Patient subgroups of clinical interest included 15 patients (18.5%) with primary refractory disease, 34 patients (42.0%) with rituximab refractory disease, and 36 patients (44.4%) who were refractory to their last therapy. Most patients who were refractory to their last line of therapy had received two prior lines of treatment (71.4%), and last prior line included chemotherapy in 94.4% and rituximab in 80.0% of patients. Baseline characteristics in refractory subgroups were generally comparable with the overall population (Table 4), although patients in refractory subgroups were more likely to have increased lactate dehydrogenase and germinal center B cell of origin by immunohistochemistry. Table 4. Updated baseline characteristics and patient subgroups of clinical interest.

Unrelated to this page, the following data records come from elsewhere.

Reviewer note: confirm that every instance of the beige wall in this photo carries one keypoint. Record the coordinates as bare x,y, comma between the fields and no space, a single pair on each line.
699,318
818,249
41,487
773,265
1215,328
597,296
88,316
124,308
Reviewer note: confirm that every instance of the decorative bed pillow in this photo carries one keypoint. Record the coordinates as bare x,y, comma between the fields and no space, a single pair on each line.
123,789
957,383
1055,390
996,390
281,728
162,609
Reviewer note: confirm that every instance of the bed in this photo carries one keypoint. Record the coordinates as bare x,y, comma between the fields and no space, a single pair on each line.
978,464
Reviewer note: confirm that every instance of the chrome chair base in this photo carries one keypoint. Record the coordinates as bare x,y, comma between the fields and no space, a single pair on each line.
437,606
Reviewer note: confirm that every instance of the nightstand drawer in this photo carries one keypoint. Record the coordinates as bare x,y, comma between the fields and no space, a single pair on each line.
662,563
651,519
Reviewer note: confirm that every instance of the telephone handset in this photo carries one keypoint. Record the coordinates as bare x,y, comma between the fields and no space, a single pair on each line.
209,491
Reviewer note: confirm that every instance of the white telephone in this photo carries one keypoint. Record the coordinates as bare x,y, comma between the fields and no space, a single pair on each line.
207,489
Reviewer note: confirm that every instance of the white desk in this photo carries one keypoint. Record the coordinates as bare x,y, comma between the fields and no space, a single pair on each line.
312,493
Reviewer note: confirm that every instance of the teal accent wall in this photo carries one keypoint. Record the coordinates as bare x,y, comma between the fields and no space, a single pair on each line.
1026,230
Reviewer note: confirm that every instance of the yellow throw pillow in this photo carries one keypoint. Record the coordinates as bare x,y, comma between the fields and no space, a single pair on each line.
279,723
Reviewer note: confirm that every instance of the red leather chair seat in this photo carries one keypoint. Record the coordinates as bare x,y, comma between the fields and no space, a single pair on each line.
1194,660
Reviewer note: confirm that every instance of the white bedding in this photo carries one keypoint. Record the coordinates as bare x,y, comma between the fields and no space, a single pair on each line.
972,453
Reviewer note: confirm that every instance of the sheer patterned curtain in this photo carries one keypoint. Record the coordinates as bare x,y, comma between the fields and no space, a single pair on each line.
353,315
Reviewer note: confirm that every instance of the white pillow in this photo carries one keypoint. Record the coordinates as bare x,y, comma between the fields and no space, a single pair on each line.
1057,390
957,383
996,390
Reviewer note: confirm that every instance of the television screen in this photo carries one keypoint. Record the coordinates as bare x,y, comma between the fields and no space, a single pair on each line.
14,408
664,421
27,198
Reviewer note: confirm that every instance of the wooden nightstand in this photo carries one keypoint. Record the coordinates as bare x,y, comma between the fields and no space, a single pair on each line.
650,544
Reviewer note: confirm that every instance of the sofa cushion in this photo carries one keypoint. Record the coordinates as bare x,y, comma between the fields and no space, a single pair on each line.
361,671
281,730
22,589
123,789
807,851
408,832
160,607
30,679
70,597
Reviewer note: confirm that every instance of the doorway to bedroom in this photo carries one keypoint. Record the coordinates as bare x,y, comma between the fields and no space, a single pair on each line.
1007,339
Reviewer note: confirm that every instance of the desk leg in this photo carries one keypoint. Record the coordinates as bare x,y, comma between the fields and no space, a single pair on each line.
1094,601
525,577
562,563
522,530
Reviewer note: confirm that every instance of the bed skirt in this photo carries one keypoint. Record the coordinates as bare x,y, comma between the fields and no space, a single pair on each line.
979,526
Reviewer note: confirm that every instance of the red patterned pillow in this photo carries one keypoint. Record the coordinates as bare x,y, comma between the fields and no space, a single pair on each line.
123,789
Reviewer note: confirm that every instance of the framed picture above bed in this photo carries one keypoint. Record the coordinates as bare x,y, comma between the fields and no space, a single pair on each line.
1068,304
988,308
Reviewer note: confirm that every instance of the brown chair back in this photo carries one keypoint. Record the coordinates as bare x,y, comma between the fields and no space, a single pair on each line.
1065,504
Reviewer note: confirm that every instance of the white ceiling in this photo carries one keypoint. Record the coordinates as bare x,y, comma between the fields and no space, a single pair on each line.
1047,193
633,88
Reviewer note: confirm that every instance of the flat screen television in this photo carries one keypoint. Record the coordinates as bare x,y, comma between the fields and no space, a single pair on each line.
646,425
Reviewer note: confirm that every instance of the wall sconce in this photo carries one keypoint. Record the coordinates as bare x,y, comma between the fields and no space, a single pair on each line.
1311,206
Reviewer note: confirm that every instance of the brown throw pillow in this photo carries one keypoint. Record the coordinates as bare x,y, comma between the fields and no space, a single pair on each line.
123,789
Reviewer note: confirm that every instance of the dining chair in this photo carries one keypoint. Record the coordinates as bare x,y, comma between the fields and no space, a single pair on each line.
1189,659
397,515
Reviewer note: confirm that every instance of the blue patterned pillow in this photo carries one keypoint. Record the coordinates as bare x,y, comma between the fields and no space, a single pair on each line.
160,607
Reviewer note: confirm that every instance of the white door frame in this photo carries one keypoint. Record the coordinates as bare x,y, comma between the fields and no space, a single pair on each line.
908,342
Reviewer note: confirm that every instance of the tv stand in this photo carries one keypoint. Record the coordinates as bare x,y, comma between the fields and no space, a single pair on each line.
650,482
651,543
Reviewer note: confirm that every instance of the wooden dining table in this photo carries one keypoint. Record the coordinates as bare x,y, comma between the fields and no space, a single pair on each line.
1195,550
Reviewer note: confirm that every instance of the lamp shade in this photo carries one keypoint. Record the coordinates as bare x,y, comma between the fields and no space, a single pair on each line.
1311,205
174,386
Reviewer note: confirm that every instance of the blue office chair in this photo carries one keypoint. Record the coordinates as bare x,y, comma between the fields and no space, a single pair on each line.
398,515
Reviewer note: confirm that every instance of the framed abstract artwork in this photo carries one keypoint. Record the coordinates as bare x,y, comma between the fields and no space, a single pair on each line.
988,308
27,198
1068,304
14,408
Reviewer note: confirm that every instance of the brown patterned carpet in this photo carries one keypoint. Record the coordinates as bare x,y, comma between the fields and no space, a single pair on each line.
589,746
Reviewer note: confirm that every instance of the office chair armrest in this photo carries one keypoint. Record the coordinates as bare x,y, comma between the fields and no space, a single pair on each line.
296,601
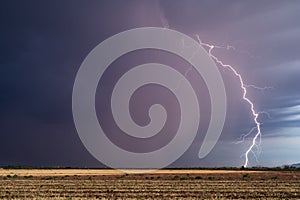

From records in the medical history for seven patients with transformed lymphoma and as a current medical condition (ongoing at cycle 1, day 1) for one B-cell lymphoma patient. Refractory subgroups may overlap. Primary refractory disease defined as progression during first-line treatment and/or response of PD or SD to first-line treatment or PD within 6 months after completion of first-line treatment. Rituximab-refractory defined as PD or SD to any rituximab-containing regimen or PD during or within 6 months of completion of any rituximab- containing therapy line. Last therapy-refractory defined as PD or SD to most recently administered therapy before study entry. Based on medical history and central pathology diagnosis, eight patients had DLBCL arising from transformation of low-grade lymphoma, and there was one patient each with double- and triple-hit lymphoma. Of the eight patients with transformed lymphoma, four experienced PR and three experienced CR. The patient with double-hit lymphoma (MYC and BCL2 translocations) was refractory to his last line of therapy before L-MIND (R- dexamethasone-cytarabine-cisplatin) and achieved a PR. The patient with triple-hit lymphoma (MYC, BCL2 and BCL6 translocations) had previously experienced a CR for 4.5 months in response to R-CHOP and started tafasitamab plus lenalidomide 1 month after relapse. This patient experienced a CR in L-MIND with sustained remission for >30 months. Swimmer plots for all of these patients are shown in Figure 2. Overall, two patients with double- and triple-hit lymphoma and seven out of eight patients with transformed lymphoma responded to therapy.